From Pine View Farm

The (Job) Creationism Myth 0

In the Guardian, Aditya Chakrabortty examines the myth of the WEALTH-CREATOR™ (his spelling, not mine), who, he points out, is a wealth extractor–a taker, not a maker. Read it.

What’s grating is the Tory comeback: their designation of those with money as heroic individuals who not only created their own wealth but will generate jobs and money for the rest of us. The British right aren’t alone in doing this: last week’s Republican convention in Florida was practically dedicated to attacking a perfectly reasonable observation by Obama that individual prosperity always rests on others – from families and teachers to roads and bridges and public works. No delegate’s speech was complete without a preamble about how “we built it” – “it” being their own prosperity.
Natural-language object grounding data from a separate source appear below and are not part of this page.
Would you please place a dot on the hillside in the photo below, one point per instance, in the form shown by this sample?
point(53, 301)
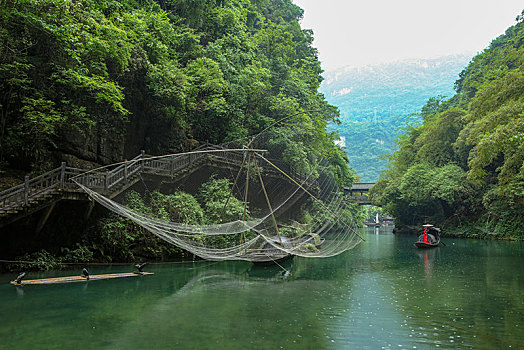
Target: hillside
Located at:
point(464, 166)
point(396, 90)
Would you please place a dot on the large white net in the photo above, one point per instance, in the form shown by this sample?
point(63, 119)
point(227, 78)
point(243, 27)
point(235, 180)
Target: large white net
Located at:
point(229, 203)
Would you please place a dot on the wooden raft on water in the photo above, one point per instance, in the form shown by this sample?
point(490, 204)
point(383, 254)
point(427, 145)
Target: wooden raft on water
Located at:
point(71, 279)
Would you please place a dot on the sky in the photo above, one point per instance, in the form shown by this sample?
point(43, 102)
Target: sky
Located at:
point(362, 32)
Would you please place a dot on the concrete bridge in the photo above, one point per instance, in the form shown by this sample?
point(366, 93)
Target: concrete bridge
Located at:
point(358, 192)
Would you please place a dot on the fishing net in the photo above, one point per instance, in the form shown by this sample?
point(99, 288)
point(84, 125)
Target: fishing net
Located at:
point(229, 203)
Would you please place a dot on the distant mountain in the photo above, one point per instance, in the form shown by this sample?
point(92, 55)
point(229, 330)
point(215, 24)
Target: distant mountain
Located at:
point(375, 102)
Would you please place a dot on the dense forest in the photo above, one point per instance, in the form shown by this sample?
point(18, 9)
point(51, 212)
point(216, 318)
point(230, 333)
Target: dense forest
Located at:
point(398, 90)
point(463, 168)
point(94, 82)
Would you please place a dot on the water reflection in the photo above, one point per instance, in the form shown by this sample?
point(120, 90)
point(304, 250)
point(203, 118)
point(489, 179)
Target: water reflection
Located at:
point(385, 293)
point(428, 257)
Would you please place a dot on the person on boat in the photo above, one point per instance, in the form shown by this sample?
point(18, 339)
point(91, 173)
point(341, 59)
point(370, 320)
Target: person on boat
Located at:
point(427, 237)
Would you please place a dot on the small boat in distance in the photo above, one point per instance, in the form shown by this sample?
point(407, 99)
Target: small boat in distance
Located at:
point(430, 238)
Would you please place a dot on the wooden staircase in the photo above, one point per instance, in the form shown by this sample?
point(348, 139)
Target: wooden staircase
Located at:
point(44, 191)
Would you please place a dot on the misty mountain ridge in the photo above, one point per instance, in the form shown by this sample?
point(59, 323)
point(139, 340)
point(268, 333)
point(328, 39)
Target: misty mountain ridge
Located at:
point(377, 101)
point(397, 88)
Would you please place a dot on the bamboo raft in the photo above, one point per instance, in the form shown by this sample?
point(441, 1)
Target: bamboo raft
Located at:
point(71, 279)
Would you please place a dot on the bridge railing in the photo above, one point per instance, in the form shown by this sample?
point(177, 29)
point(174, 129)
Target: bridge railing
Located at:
point(63, 176)
point(33, 187)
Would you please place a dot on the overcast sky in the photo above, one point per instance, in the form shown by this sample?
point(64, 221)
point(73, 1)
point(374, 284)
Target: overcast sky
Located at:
point(360, 32)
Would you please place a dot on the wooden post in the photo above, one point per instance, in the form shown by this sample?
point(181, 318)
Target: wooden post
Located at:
point(26, 190)
point(44, 217)
point(62, 175)
point(89, 210)
point(106, 181)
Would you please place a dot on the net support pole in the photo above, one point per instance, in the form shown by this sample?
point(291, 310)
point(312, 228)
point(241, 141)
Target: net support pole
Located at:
point(268, 203)
point(311, 195)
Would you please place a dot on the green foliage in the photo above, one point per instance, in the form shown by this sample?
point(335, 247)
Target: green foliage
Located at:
point(218, 202)
point(164, 73)
point(465, 163)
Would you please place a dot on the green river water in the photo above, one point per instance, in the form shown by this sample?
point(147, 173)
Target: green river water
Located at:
point(384, 294)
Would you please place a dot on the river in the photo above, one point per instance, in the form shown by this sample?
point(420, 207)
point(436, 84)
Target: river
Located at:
point(384, 294)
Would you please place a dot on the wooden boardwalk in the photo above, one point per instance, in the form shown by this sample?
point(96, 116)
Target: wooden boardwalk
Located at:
point(41, 193)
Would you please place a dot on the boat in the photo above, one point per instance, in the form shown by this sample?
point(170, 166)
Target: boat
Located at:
point(71, 279)
point(430, 238)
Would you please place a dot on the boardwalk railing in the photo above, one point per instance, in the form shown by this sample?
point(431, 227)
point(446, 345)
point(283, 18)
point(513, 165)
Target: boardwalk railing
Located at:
point(61, 178)
point(35, 187)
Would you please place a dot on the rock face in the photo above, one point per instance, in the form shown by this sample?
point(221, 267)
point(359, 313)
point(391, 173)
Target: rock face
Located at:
point(94, 145)
point(106, 144)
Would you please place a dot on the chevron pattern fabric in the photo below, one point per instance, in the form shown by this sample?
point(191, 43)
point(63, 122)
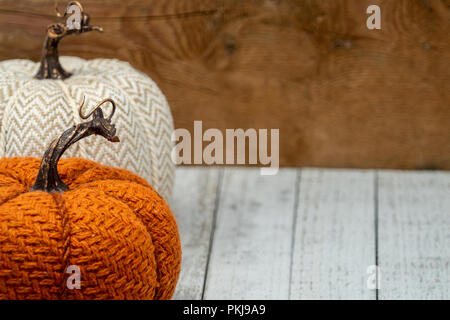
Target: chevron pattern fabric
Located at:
point(34, 112)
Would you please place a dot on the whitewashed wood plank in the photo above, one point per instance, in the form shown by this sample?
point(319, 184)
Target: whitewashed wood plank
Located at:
point(250, 256)
point(414, 235)
point(334, 241)
point(193, 203)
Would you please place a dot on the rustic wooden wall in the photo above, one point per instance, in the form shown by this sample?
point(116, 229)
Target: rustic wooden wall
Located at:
point(342, 95)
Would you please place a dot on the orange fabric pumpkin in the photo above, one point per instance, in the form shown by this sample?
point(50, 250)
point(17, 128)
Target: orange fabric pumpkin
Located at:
point(111, 224)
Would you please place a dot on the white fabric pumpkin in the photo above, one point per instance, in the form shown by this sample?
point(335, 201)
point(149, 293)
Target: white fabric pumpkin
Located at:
point(33, 112)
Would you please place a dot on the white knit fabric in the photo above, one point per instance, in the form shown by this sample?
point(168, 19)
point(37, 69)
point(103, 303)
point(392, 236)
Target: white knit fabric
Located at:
point(33, 112)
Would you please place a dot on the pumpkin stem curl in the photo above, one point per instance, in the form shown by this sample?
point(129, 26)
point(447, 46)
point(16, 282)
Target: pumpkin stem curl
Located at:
point(77, 22)
point(48, 179)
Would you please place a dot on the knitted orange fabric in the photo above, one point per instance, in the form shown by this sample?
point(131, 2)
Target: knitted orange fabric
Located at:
point(111, 224)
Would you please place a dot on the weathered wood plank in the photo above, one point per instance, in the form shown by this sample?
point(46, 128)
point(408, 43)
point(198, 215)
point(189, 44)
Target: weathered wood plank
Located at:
point(267, 64)
point(414, 235)
point(193, 203)
point(334, 242)
point(250, 256)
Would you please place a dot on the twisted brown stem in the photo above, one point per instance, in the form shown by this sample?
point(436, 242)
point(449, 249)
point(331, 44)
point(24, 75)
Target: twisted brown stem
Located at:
point(48, 179)
point(50, 67)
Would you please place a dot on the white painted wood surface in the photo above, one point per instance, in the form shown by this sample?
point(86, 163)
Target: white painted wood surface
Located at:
point(414, 235)
point(335, 235)
point(250, 257)
point(262, 250)
point(196, 192)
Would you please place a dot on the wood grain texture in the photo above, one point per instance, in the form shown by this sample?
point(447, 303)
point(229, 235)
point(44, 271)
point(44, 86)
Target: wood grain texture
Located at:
point(193, 204)
point(251, 250)
point(342, 95)
point(335, 235)
point(414, 235)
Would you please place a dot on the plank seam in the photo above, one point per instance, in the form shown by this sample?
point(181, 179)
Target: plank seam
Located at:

Five years after the wealth creators in finance drove the economy into a crisis that still drags on, the old cant is back: what’s good for the rich is good for the rest of us.

Yet the elite’s main ability is in making money for themselves. Just look at Mitt Romney, whose claim to the presidency is that he is part of this blessed group of wealth creators.

Before moving into politics, Romney’s game was private equity: buying up companies, loading them up with debt and stripping out their workers and costs, then selling them. It may have been rough and it may been bloody, but the Republican knows how to run a business and therefore how to steer an economy. Except that a study by the Wall Street Journal found that of 77 firms Romney’s private equity firm Bain Capital invested in between 1984 and 1999 when he ran the company, 22% ended up filing for bankruptcy protection or shut up shop (although some ran into trouble after Bain was no longer involved and others recovered following reorganisation). Another 8% came to so much grief that Bain lost all its money. The bulk of its returns came from a handful of lucky bets.